Selon l’article 378 du code de procédure civile, la décision de sursis suspend le cours de l’instance pour le temps ou jusqu’à la survenance de l’événement qu’elle détermine.
Aux termes de l’article 392 du code civil, l’interruption de l’instance emporte celle du délai de péremption.
Ce délai continue à courir en cas de suspension de l’instance sauf si celle-ci n’a lieu que pour un temps ou jusqu’à la survenance d’un événement déterminé ; dans ces derniers cas, un nouveau délai court à compter de l’expiration de ce temps ou de la survenance de cet événement.
En l’espèce, il est constant que les époux [I], contestant avoir contracté le prêt en cause, ont déposé plainte le 4 décembre 2013 pour escroquerie, qu’une information a été ouverte auprès du juge d’instruction de Saumur le 15 janvier 2015 du chef de plusieurs infractions relatives aux pratiques de la société Tececo et que la société BNP Paribas Personal Finance a sollicité devant le premier juge un sursis à statuer.
La décision du tribunal d’instance du 8 septembre 2017 a ordonné le sursis à statuer 'dans l’attente des suites de la procédure pénale mentionnée par les parties', sans autre précision sur les circonstances dans lesquelles l’affaire pourrait être reprise.
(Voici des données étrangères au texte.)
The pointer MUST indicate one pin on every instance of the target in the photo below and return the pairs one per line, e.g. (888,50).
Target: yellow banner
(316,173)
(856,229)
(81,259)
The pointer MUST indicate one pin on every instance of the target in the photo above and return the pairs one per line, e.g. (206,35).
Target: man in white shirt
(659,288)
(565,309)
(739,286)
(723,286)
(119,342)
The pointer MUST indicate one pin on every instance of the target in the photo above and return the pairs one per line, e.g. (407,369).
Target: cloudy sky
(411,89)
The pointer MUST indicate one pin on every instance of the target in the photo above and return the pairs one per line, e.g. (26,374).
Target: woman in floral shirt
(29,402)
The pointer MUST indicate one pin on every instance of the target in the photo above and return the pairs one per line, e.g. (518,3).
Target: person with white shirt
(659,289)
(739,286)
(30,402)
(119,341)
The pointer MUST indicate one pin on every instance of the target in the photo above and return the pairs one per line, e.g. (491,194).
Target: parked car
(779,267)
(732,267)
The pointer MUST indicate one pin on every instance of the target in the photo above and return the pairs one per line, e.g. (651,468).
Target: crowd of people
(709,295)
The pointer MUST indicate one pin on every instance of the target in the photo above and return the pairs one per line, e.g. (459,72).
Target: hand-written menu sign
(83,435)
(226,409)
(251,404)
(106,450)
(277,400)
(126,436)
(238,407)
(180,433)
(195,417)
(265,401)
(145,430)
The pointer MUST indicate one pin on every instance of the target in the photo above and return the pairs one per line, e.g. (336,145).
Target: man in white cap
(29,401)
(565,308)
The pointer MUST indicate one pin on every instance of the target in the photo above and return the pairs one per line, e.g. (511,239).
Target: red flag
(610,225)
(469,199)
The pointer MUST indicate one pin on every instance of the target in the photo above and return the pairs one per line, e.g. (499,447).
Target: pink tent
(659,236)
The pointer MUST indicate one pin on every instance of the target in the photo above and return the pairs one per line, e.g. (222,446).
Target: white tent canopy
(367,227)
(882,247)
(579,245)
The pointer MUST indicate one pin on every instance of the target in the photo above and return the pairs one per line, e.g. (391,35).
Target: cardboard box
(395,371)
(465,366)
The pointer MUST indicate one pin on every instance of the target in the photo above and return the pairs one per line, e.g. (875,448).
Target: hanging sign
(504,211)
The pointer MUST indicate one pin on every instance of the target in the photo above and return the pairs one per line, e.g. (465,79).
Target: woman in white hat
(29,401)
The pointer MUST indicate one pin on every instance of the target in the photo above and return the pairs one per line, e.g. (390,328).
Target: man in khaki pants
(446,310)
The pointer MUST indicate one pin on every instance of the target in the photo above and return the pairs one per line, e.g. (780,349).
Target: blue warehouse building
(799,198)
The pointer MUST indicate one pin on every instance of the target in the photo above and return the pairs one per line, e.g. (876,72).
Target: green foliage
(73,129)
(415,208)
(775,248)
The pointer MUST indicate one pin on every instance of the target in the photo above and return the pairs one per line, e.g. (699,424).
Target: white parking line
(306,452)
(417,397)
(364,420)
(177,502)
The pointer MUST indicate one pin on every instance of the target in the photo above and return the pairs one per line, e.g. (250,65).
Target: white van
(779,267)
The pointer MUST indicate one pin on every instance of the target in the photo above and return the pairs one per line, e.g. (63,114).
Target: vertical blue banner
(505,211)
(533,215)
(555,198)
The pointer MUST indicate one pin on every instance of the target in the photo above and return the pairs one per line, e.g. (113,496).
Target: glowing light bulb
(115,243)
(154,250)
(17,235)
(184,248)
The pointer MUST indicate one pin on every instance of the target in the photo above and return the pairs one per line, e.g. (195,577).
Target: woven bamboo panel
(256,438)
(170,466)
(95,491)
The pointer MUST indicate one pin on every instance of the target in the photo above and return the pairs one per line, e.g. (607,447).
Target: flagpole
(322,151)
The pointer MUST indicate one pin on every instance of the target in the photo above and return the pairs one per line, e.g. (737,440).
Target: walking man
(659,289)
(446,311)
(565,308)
Le cours de l’instance était ainsi suspendu jusqu’à la survenance d’un événement déterminé conformément aux dispositions de l’article 378 du code de procédure civile.
Dans le cas où l’instance est suspendue en application de l’article 378 du code de procédure civile par suite d’un sursis ordonné jusqu’à la survenance d’un événement déterminé, le délai de péremption par application de l’article 392 du code de procédure civile est interrompu, et non suspendu.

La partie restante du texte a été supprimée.